Retour sur la carrière de l’artiste possédé
Un suppôt et au lit plus tard, se réveilla un Framboisier, métamorphosé. Ses rides avaient cédé la place à des fossettes malicieuses, des pattes d’oie rieuse soulignaient le coin de ses yeux profonds, et tous les enfants du monde adoraient la fête au village et les merguez parties, chose encore inimaginable quelques heures auparavant.

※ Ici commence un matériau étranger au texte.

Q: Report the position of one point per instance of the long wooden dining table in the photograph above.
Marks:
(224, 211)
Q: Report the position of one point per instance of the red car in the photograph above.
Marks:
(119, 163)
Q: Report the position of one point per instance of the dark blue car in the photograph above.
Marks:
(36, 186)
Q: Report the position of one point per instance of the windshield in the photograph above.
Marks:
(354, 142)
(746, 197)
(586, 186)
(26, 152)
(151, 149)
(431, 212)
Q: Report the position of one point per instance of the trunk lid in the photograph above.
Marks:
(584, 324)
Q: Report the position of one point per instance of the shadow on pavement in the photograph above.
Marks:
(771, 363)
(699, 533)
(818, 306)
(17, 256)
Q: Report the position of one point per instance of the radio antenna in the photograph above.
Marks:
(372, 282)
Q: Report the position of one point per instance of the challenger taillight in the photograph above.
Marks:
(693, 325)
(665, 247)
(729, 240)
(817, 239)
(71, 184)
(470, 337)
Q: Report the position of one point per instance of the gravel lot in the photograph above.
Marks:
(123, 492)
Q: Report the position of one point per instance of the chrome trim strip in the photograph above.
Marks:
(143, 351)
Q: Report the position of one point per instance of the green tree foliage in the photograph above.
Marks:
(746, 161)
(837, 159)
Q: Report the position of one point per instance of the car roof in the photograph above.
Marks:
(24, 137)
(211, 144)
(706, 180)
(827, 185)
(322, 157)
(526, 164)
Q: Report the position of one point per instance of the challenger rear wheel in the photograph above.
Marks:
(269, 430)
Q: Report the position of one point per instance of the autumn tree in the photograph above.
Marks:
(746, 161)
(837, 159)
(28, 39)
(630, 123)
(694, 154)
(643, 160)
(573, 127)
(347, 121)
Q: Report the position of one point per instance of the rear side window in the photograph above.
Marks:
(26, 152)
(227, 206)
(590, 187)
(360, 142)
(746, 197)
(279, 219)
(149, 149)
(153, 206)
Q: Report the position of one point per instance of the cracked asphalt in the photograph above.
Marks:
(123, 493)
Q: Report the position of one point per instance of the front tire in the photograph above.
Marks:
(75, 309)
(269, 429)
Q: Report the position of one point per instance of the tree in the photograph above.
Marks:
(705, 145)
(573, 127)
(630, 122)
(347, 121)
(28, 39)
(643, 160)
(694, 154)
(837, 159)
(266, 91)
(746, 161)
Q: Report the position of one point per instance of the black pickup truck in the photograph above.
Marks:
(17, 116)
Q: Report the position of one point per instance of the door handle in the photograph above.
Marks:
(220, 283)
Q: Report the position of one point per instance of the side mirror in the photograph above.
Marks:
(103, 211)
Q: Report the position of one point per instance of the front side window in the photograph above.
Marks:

Ce fut alors le début de quelque chose de fou : de scène en scène, de mercredi après-midi en mercredi après-midi, commença à se construire la légende vivante de « celui qui jouait avec six mains ». Et s’entourant rapidement des plus grands artistes de son temps, Néné, Minet, Rémy et Eric, tous considérés comme des cadors dans leur domaine respectif, il créa un nouveau groupe. Baptisé Les Musclés en hommage au cœur (c’est un muscle) mis à écrire chacun de leur texte, le groupe prit son envol pour ne plus jamais redescendre, comme un Phénix avant de mourir.
Notre conseil aux futurs artistes

Mais tout a une fin. Malgré ses multiples déménagements, la fin anticipée du Club Dorothée destinée à berner Lucifer en lui faisant croire que c’était la fin du monde, et plusieurs manœuvres audacieuses pour faire croire qu’il était Bernard Minet, rien n’y fit. Et le 4 janvier 2015, lorsqu’il croisa au détour d’une ruelle son créancier, il tourna sur sa gauche au prochain croisement pour la dernière fois et fut emporté dans le Grand Rien.
Cette tragique affaire démontre que le couperet des pactes sataniques peut tomber n’importe quand. Lorsque les clauses sont bien négociées par l’artiste, il peut espérer faire un retour médiatique bien des années après l’extinction de sa carrière : c’est le cas de Renaud ou Jean-Louis Aubert, et dans une moindre mesure de Bertrand Cantat, avec lequel Satan n’avait pas désiré contracter dans un premier temps, jusqu’à ce qu’il procède au sacrifice d’une jeune femme vierge (astrologie) et attire une nouvelle fois l’attention de l’ange déchu.
Mais cela reste tout de même un jeu dangereux. C’est pourquoi la créativité rend aujourd’hui hommage à celui qui aura tout sacrifié pour, un jour, enfanter ce Stairway to heaven qui restera à jamais dans le cœur des mélomanes.